Mel Gibson’s The Passion of the jesus a gospel of love was undeniably the most powerful movie of 2004. It shows the last few moments of Jesus’, life in all of its gruesome detail. Everything from the Agony in the Garden to the Scourging at the Pillar to Jesus being nailed to the cross was included in this detailed film. Although this movie may not be suitable for the young, the old, the pregnant, or anyone with a heart condition, it is an exceptional movie that definitely accomplishes Mel Gibson’s goal of showing the world exactly how much Jesus suffered to save us from sin, allowing us to enter into God’s kingdom.

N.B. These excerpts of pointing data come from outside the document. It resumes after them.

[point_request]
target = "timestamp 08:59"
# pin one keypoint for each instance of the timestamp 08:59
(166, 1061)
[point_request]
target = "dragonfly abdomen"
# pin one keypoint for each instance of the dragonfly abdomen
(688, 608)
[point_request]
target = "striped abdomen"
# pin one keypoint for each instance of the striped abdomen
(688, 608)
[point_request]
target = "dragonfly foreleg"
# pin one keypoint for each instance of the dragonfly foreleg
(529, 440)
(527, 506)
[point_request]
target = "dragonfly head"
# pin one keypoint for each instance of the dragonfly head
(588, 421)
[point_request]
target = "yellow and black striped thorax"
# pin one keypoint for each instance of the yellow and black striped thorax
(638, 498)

The Passion of the Christ is a thought provoking movie. It captures the attention of anyone watching it, and it enthralls them because of its power to make people feel. The movie makes the audience feel sorrow, gratefulness, pity, anger, fear, and a host of other emotions. For example, the presence of Mary throughout the entire film gives the audience a sense of sympathy for a mother that watches her son be tortured undeservingly, while the scenes of Jesus being tortured invoke a sense of disbelief and fear. Moments like these make it impossible for a person watching The Passion to not feel anything. While watching the film, the audience hated the Jewish leaders for being so ignorant and cruel. They hated Pilate for being irresolute, but at the same time, they can appreciate the stress of his position. They feel the sorrow of the women that watch Jesus carry his cross. The audience feels Jesus’ pain as the Roman soldiers flip the cross over in order to flatten the backs of the nails. Everyone jumped a little bit when Jesus died and the devil let forth a blood curdling scream. The film does a stellar job of making the audience feel the intenseness of the Passion story.

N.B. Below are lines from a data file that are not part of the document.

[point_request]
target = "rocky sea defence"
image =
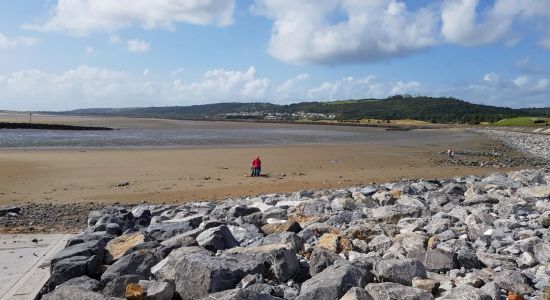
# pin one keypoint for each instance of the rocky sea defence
(473, 237)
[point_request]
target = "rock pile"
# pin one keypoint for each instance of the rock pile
(465, 238)
(537, 145)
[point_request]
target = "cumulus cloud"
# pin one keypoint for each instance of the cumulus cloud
(495, 89)
(223, 85)
(6, 42)
(358, 88)
(349, 31)
(138, 46)
(367, 31)
(81, 17)
(87, 86)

The key to the emotional manipulation lies in the producer’s power to make the film believable. Something that sets this movie apart from other religious movies is the exclusion of the cheesiness that tends to accompany other movies concerning spiritual topics. However, this is no ordinary, run-of-the-mill religious movie. For starters, the film shows Jesus’ flesh being torn away as he is whipped within and inch of his life, only to be spat on, kicked, and crowned with thorns. It shows Jesus’ shoulder being dislocated as the soldiers pull his arm to be nailed to the cross. Every painful moment is included in this hard to watch film. Even if you cannot identify with any of the characters or situations, surely you can identify with pain. This self-identification makes the movie real, because there is a relationship between the viewer and the movie. It makes it come to life. This is where The Passion stands out against other religious films. It is believable, whereas others are not. Gibson dared to show what no other person would dare to show the world. This violence in the movie changes the viewers frame of mind from that of a viewer to that of a participant in the action. It immerses the audience in the film. It is inconceivable for a person to sit in a chair watching The Passion to be callous and scrutinizing while a real person is being tortured before their very eyes. I call Jesus real because the actor, James Caviezel, is not simply an actor playing a role. He is Jesus.

The realness of the characters can be contributed in part to the foreign languages utilized in the film. The use of the Aramaic, Latin, and Hebrew languages adds to the plausibility of the film in that once words are removed from the equation, the only thing that is transmitted to the audience is emotion. If a picture is worth a thousand words, then surely emotion is worth ten thousand. No single word or group of words can adequately explain how people feel. Words are flawed in that there are simply not enough to convey every idea and action. For this reason, I would argue that the film would be just as powerful if not more powerful without the English subtitles. This would be perfectly alright since the Passion story is so widely known.